Le osservazioni che possono essere fatte su questo testo sono numerose. Mi limito soltanto a tre:

a) La distinzione tra “altare” e “tabernacolo” non acquisisce nessuna nuova prospettiva dalla considerazione della azione rituale. Siamo nel 1956, è iniziato un ripensamento sulla liturgia (ricordiamo che Pio XII ha promosso già la riforma della veglia pasquale e della settimana santa) ma è evidente che il riconoscimento del primato dell’altare sul tabernacolo rimane del tutto estrinseco e non impedisce che il tabernacolo sia visto come il luogo della “presenza permanente”, che quindi non solo può, ma “deve” restare sovrapposto all’altare.

 

b) Si comprende che è un paradosso celebrare la eucaristia “di fronte al sacramento permanente”, ma non si esce da una nozione teologica di “corpo di Cristo” che identifica il sacramento solo con la verità della consacrazione, non con la dinamica della comunione. Questo diventerà chiaro solo quasi un decennio dopo, anche se ancor oggi, a distanza di 70 anni da allora, resta ancora un aspetto piuttosto oscuro.

c) Infine un dato interessante è costituito dal fatto che solo tre anni prima di questo discorso, nel 1953, papa Pio XII aveva modificato le regole del digiuno eucaristico. Questo dato, che potrebbe apparire come meramente disciplinare, ha invece un effetto decisivo nella ripresa di senso della celebrazione eucaristica e del suo valore teologico. Con la modificazione della regola del digiuno “dalla mezzanotte”, si rendono possibili le messe vespertine. Questo vale per i ministri come per i fedeli. Questo rende possibile una trasformazione del rapporto con il rito di comunione, che, anche grazie a queste nuove condizioni disciplinari, può diventare non atto individuale di culto, ma atto ecclesiale di edificazione del corpo di Cristo.

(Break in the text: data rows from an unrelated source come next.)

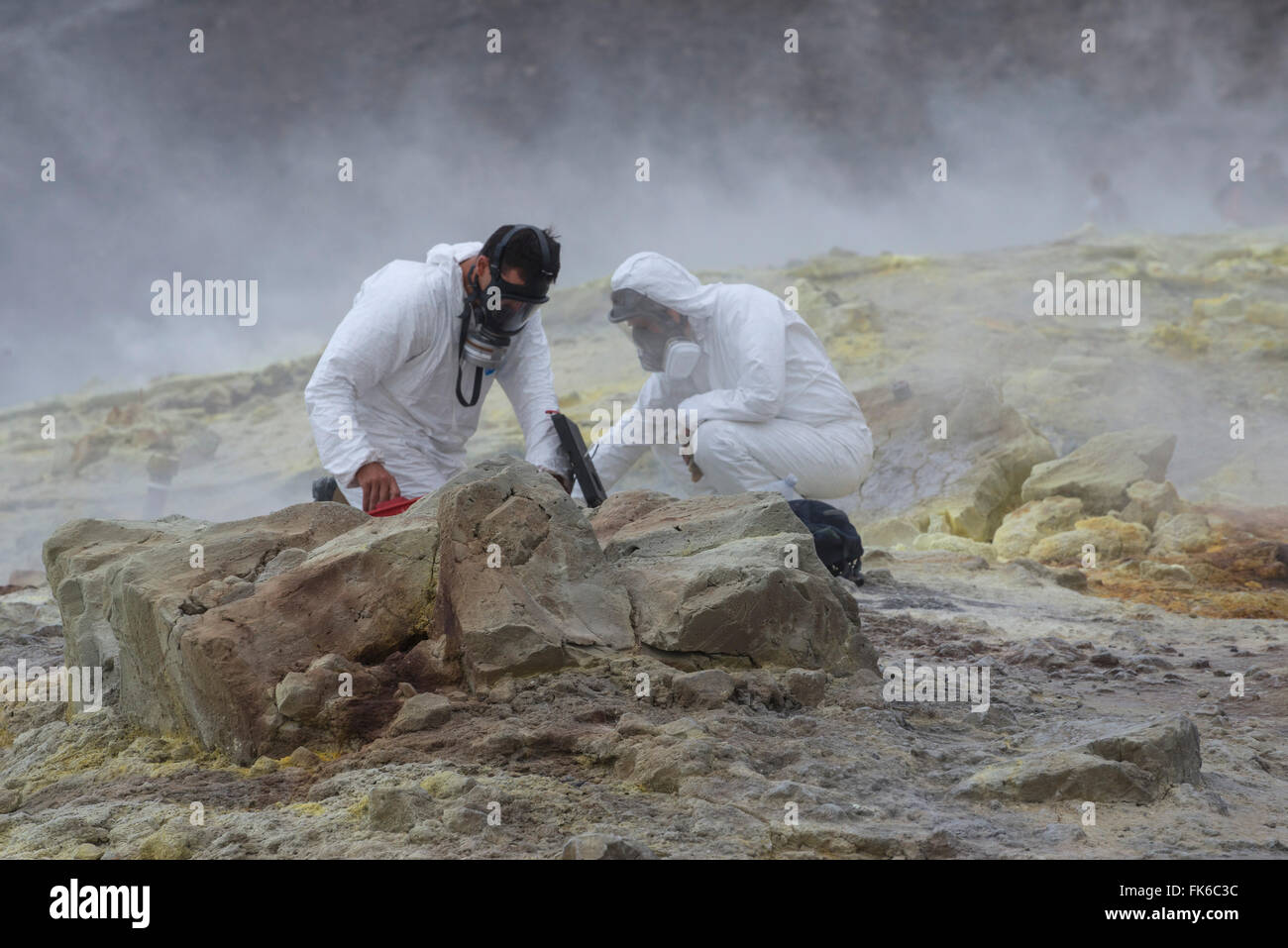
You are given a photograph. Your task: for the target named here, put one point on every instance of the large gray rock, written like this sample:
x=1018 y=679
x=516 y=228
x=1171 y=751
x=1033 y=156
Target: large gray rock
x=686 y=527
x=1134 y=766
x=206 y=648
x=550 y=591
x=1025 y=526
x=739 y=601
x=301 y=629
x=604 y=846
x=1100 y=471
x=711 y=576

In vista di un rinnovamento della teologia eucaristica e della devozione che l’azione rituale può accompagnare e ispirare, queste considerazioni appaiono tutt’altro che secondarie: essere mostrano quanto profonda è la unilaterale lettura della esperienza eucaristica, che il sapere medievale e moderno ancora impone al nostro cuore e al nostro corpo. Una frattura interna alla azione rituale può ritenere che la frazione del pane abbia come destinazione non la consumazione nella comunione per edificare il Corpo di Cristo ecclesiale, ma la permanenza nel tabernacolo per conservare il Corpo di Cristo sacramentale. Simbolizzare la riserva eucaristica come “tabernacolo” (come tempio e come dimora) significa sostituire la comunione ecclesiale con la adorazione del sacramento. Recuperare la dimensione di semplice riserva eucaristica del tabernacolo, significa invece ritenere che la consacrazione sia destinata alla consumazione, non alla conservazione. E che il rito di comunione non possa normalmente attingere dalla riserva, ma si origini sempre e soltanto dall’altare. Un eccesso di simbolizzazione, che arriva a negare la funzione di servizio alla comunione, costituisce una questione non secondaria per la teologia e per la devozione eucaristica.